I’m sure you have your mind on higher things than the soapier side of the royal family, but I love it. I have a collection of commemorative china, my mum’s knitting me a copy of one of Princess Diana’s jumpers, I cried at Meghan and Harry’s wedding, and of course I was glued to their interview with Oprah.
However, I know you don’t come to this site for coverage of every tear and tiara – there’s more than enough of that in every newspaper today. Stay with me, though, because there is an economics angle to the saga of the Sussexes.
Like a lot of family feuds, Meghan and Harry’s falling-out with the royals comes down to money – significant quantities of it belonging to the taxpayer. It’s a dispute that highlights the tension between the Windsors’ constitutional place in British society, their claims on the public purse, and their identity as a family like any other, made up of flawed individuals with their own interests and aspirations.
Every teenager who’s argued with their parents about their pocket money knows how emotional these fights can get, and Harry’s sense of being set adrift is palpable when he says, “my family literally cut me off financially”. But his family isn’t ordinary and nor are their finances.

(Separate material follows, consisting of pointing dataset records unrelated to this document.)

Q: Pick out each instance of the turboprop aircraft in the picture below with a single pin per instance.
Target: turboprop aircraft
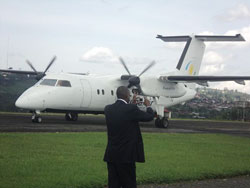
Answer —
(73, 93)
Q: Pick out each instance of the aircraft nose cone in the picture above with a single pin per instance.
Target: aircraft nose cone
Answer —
(22, 102)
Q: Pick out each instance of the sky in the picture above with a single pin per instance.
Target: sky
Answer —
(89, 36)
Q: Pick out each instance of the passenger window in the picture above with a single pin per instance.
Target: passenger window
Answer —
(63, 83)
(48, 82)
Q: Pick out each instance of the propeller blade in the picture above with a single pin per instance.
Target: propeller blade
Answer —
(51, 62)
(31, 66)
(124, 65)
(147, 68)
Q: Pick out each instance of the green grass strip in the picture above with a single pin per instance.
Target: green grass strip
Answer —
(67, 160)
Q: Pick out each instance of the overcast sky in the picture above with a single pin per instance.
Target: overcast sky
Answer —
(88, 36)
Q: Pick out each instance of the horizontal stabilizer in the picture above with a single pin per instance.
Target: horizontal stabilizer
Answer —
(20, 72)
(208, 38)
(204, 79)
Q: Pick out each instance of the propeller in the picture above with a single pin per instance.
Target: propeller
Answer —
(40, 75)
(134, 80)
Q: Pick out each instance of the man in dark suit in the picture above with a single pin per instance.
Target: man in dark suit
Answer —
(125, 145)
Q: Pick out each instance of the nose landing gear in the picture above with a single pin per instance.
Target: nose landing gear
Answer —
(161, 122)
(36, 117)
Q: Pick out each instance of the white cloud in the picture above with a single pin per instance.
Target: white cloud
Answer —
(212, 57)
(212, 63)
(240, 12)
(99, 54)
(212, 69)
(232, 85)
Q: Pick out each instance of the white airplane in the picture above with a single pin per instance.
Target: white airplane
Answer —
(83, 93)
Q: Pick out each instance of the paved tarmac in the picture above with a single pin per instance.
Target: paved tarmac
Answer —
(57, 123)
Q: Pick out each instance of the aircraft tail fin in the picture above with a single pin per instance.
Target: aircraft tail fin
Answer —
(191, 57)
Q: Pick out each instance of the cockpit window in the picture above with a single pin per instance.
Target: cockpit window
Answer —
(48, 82)
(63, 83)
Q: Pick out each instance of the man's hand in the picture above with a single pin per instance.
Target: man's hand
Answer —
(146, 102)
(133, 101)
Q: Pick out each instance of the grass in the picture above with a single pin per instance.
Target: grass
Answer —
(61, 160)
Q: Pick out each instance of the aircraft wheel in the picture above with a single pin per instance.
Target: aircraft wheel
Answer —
(36, 119)
(164, 122)
(71, 116)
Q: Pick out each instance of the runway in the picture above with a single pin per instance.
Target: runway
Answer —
(88, 123)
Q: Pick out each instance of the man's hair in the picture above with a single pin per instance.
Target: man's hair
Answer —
(122, 92)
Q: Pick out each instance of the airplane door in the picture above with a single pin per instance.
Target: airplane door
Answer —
(87, 93)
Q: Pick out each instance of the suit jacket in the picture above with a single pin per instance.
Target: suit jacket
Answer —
(125, 144)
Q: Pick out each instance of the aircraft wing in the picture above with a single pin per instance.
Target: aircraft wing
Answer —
(202, 80)
(19, 71)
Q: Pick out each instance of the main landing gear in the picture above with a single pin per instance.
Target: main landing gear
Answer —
(36, 117)
(162, 115)
(71, 116)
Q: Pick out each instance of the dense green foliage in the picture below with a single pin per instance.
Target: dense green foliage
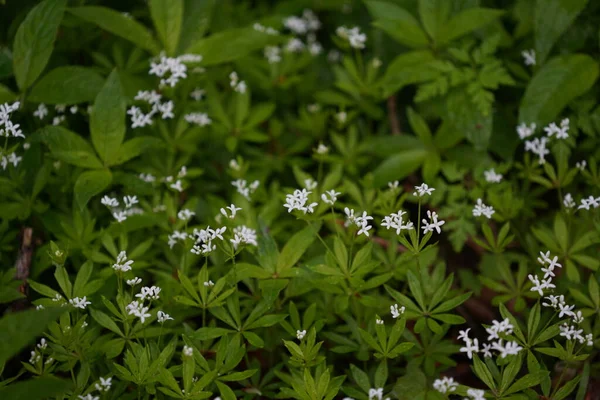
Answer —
(308, 199)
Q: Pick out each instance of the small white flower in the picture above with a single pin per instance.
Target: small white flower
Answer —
(188, 351)
(528, 56)
(80, 302)
(162, 317)
(423, 190)
(492, 177)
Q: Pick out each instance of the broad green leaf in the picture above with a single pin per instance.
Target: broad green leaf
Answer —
(67, 85)
(69, 147)
(107, 121)
(558, 82)
(89, 184)
(434, 14)
(167, 16)
(39, 388)
(398, 23)
(552, 19)
(34, 41)
(399, 166)
(18, 330)
(467, 21)
(230, 45)
(118, 24)
(296, 246)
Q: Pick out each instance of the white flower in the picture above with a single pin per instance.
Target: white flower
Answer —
(122, 264)
(80, 302)
(133, 282)
(445, 385)
(528, 56)
(232, 209)
(109, 201)
(151, 292)
(433, 223)
(185, 214)
(330, 197)
(491, 176)
(104, 385)
(41, 111)
(397, 312)
(243, 235)
(322, 149)
(188, 351)
(423, 190)
(198, 118)
(562, 132)
(538, 146)
(568, 201)
(162, 317)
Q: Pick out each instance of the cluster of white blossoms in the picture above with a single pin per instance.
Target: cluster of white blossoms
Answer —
(298, 200)
(528, 56)
(120, 213)
(244, 188)
(9, 129)
(354, 36)
(396, 221)
(481, 209)
(243, 235)
(198, 118)
(123, 264)
(204, 240)
(236, 84)
(139, 119)
(491, 176)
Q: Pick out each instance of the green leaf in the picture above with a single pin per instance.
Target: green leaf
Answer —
(552, 19)
(398, 166)
(118, 24)
(40, 388)
(69, 147)
(107, 121)
(18, 330)
(467, 21)
(167, 16)
(67, 85)
(434, 14)
(230, 45)
(34, 41)
(89, 184)
(398, 23)
(558, 82)
(105, 321)
(295, 247)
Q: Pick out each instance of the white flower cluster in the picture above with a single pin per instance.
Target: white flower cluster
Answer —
(203, 240)
(198, 118)
(244, 235)
(445, 385)
(481, 209)
(491, 176)
(236, 84)
(121, 214)
(169, 69)
(354, 36)
(396, 221)
(299, 201)
(244, 189)
(397, 312)
(139, 119)
(122, 264)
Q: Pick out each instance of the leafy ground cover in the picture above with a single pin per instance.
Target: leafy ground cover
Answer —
(332, 199)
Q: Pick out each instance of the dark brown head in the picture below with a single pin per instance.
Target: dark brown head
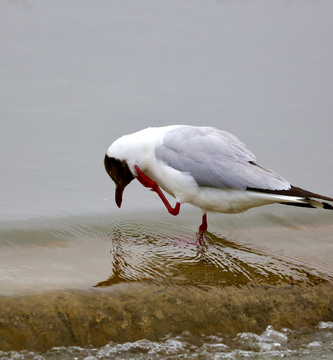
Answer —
(120, 174)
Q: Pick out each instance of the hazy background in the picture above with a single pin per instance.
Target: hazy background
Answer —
(76, 75)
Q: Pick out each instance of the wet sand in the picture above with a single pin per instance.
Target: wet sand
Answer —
(129, 313)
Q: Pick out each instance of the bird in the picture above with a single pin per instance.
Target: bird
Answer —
(203, 166)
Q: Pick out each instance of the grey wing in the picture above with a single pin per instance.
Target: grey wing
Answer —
(215, 158)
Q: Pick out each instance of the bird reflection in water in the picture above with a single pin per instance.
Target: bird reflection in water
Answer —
(146, 257)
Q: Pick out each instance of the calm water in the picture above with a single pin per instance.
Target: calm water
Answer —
(77, 75)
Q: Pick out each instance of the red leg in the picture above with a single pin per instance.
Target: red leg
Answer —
(203, 226)
(147, 182)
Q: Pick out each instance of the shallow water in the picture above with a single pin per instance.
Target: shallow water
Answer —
(80, 278)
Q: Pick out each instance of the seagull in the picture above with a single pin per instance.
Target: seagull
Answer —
(203, 166)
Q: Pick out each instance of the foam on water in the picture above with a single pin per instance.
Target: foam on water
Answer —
(271, 344)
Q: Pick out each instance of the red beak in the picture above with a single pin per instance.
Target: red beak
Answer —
(119, 195)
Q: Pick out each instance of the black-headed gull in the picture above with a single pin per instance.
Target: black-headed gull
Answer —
(203, 166)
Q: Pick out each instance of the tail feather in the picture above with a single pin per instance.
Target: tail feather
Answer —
(304, 197)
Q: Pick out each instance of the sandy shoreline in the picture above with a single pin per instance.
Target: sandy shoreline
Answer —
(82, 318)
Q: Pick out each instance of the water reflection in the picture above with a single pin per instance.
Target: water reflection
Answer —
(156, 255)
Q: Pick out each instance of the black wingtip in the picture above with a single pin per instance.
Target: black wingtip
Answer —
(327, 206)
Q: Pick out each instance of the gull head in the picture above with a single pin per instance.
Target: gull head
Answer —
(120, 173)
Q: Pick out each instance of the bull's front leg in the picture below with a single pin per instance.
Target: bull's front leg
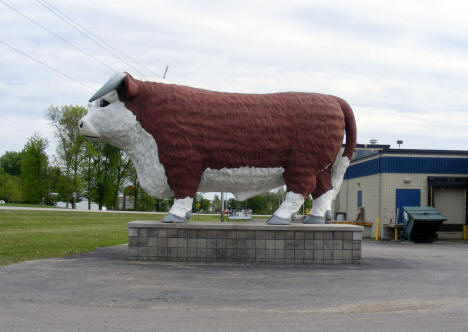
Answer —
(290, 206)
(180, 211)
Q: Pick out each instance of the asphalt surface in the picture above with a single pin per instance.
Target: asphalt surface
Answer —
(398, 287)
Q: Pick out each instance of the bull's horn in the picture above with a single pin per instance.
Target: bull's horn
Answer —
(110, 85)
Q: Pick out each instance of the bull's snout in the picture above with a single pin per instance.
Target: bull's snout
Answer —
(87, 129)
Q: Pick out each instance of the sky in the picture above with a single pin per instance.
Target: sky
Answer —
(401, 65)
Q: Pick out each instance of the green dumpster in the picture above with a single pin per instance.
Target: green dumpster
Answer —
(421, 223)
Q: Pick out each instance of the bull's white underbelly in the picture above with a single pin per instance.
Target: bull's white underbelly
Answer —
(243, 182)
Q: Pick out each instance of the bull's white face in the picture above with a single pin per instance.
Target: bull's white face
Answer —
(108, 120)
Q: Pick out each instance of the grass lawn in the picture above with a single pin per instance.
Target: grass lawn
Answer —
(26, 235)
(28, 205)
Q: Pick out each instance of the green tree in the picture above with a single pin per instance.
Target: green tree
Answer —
(204, 203)
(34, 164)
(215, 204)
(10, 161)
(61, 185)
(123, 165)
(10, 190)
(70, 143)
(103, 182)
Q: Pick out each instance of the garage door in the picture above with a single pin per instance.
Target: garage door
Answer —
(451, 202)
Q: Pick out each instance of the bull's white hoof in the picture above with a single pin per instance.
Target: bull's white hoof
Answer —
(275, 220)
(172, 218)
(310, 219)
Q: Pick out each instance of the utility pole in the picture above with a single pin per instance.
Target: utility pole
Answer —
(222, 206)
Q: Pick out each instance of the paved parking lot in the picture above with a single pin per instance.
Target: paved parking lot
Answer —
(398, 286)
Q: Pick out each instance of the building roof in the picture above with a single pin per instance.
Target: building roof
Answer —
(388, 160)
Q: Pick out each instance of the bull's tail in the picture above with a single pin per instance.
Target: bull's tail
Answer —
(342, 161)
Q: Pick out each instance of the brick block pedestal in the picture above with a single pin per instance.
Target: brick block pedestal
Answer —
(247, 242)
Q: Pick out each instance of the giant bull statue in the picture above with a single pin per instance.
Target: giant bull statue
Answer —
(183, 140)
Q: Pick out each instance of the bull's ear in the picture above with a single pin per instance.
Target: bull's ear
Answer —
(131, 86)
(110, 85)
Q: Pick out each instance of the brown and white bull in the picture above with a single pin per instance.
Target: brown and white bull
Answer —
(183, 140)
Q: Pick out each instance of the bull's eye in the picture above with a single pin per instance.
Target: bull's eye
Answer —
(103, 103)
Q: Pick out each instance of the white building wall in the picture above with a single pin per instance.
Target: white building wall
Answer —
(381, 202)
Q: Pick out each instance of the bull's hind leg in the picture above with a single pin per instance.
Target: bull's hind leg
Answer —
(322, 197)
(184, 188)
(290, 205)
(328, 185)
(180, 211)
(298, 185)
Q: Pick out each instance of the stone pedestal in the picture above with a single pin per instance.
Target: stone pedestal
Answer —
(247, 242)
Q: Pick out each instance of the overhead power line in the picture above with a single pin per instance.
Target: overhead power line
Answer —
(56, 35)
(92, 36)
(45, 64)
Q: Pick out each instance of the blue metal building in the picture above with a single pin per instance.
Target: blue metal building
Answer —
(381, 180)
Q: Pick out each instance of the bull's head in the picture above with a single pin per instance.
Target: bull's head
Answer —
(108, 119)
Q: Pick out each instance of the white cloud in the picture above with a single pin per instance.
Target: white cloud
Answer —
(402, 65)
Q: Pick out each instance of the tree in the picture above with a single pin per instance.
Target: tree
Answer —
(215, 204)
(204, 203)
(122, 174)
(60, 184)
(105, 161)
(34, 165)
(10, 190)
(70, 142)
(11, 162)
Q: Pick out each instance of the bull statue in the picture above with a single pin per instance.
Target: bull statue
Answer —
(183, 140)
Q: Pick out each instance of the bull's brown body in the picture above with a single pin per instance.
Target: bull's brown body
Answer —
(197, 129)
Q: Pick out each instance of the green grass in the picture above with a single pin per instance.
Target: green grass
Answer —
(28, 205)
(26, 235)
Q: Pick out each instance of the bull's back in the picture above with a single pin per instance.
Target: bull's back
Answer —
(233, 130)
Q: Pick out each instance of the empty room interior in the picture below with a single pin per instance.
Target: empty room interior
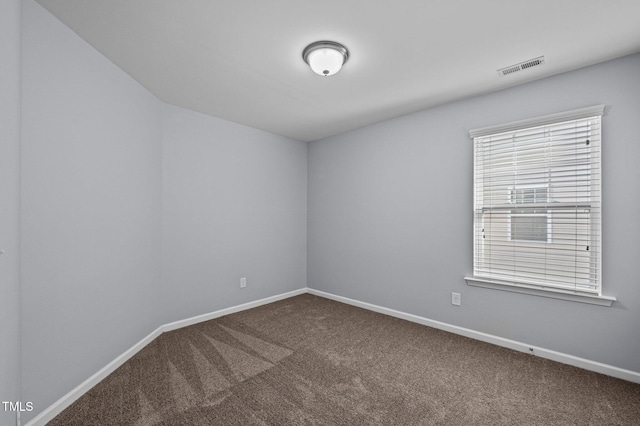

Republicans like to argue that the royals are a waste of taxpayers’ money, but that isn’t quite the case. The majority of funding the Queen receives for official purposes – the sovereign grant – comes out of the profits from the land and properties that make up the Crown Estate. It’s ‘public money’ in the sense that the Queen runs the business of the Crown Estate for the nation, and the nation is getting a pretty good deal. In 2020 the grant was set at 25%, meaning the Treasury got £257.6m. The Prince of Wales receives an income from the Duchy of Cornwall – a vast stretch of agricultural land which he holds in trust and must pass on intact to future dukes – and he pays income tax at the top rate.